The potential amounts involved are unprecedented in dollar terms, although still below prior peaks as a percentage of U.S. equity market capitalization. As of mid‑December 2023, U.S. money market funds alone held almost USD 6 trillion in assets (Figure 1), up more than 60% since December 2019, on the eve of the pandemic.

U.S. investors are flush with liquidity

(Fig. 1) U.S. money market fund assets. 

U.S. investors are flush with liquidity

As of December 27, 2023.
Source: Investment Company Institute. 

In large part, the surge in money market assets is a legacy of the pandemic. Near-zero interest rates and massive bond purchases by the U.S. Federal Reserve, coupled with heavy stimulus payments from the U.S. Treasury, pumped a flood of money into the financial system. Households and businesses saved much of that money and amid the uncertainty, stashed it in liquid products.  

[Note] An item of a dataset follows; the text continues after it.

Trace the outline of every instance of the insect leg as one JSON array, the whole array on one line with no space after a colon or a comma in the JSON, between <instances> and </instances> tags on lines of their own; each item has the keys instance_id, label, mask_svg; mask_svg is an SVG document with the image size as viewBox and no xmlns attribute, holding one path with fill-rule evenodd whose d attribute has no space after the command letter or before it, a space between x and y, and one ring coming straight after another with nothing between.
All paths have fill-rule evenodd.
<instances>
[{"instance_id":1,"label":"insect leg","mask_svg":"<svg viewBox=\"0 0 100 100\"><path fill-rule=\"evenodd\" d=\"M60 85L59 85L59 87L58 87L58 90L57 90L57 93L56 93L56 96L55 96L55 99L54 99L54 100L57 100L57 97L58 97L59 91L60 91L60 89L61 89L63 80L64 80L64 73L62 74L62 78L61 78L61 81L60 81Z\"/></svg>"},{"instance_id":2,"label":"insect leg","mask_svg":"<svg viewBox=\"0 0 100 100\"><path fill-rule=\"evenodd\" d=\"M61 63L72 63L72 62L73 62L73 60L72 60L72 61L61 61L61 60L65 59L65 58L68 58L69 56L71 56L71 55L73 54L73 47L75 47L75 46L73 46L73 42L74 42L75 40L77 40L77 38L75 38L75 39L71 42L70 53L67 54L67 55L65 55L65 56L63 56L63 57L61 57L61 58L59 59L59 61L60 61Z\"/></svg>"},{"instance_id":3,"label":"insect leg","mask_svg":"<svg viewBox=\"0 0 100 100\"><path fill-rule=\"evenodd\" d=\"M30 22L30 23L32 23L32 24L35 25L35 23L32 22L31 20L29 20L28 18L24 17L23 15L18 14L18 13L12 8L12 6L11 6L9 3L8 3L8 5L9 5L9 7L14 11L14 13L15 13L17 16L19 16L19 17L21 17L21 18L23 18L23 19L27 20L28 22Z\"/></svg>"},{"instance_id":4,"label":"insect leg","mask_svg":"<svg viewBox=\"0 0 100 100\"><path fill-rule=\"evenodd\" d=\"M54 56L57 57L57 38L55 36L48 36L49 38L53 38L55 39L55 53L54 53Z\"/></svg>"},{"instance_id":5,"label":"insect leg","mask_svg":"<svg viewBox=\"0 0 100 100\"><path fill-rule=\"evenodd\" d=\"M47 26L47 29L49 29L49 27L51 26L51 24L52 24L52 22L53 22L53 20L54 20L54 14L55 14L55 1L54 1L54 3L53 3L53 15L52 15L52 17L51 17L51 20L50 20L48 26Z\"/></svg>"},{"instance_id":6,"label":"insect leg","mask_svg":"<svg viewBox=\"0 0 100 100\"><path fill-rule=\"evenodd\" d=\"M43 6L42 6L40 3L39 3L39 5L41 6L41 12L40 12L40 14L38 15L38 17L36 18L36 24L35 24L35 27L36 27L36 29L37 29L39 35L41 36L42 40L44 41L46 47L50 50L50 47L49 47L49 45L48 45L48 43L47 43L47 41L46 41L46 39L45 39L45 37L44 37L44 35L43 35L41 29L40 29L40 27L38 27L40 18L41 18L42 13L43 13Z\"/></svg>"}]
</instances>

Although the pandemic is in the rear‑view mirror, investors have had several other incentives to remain liquid for the past several years: 

  • Surging inflation and rising rates led to one of the worst bond bear markets in history, making longer‑term fixed income assets an unattractive place throughout much of 2022 and into 2023. 
  • Equities generally sold off along with fixed income assets during that period, reducing the benefits of diversification within traditional stock/bond portfolios.
  • The Fed’s rapid rate hikes lifted yields on money market funds and short‑term accounts from near zero to above 5%, improving the rewards for staying liquid.  

A look at past economic cycles suggests that this strong liquidity preference will ease at some point, especially if the U.S. economy avoids a deep recession and the Fed moves closer to cutting rates. Investor shifts could send a wave of cash into risk assets. 

However, the timing of this move, and the specific asset classes on the receiving end of it, will depend on a number of variables that are hard to forecast, including the direction and pace of future Fed policy moves, lingering inflationary pressures, risks to economic growth, and—not least—investor behavior in the face of uncertainty.  

Investor motives also could matter: Assets parked in money market funds to avoid the 2022–2023 stock and bond sell-offs could return to risk assets, while cash shifted from bank savings accounts appears more likely to remain in money market funds as long as they maintain a yield advantage over savings accounts.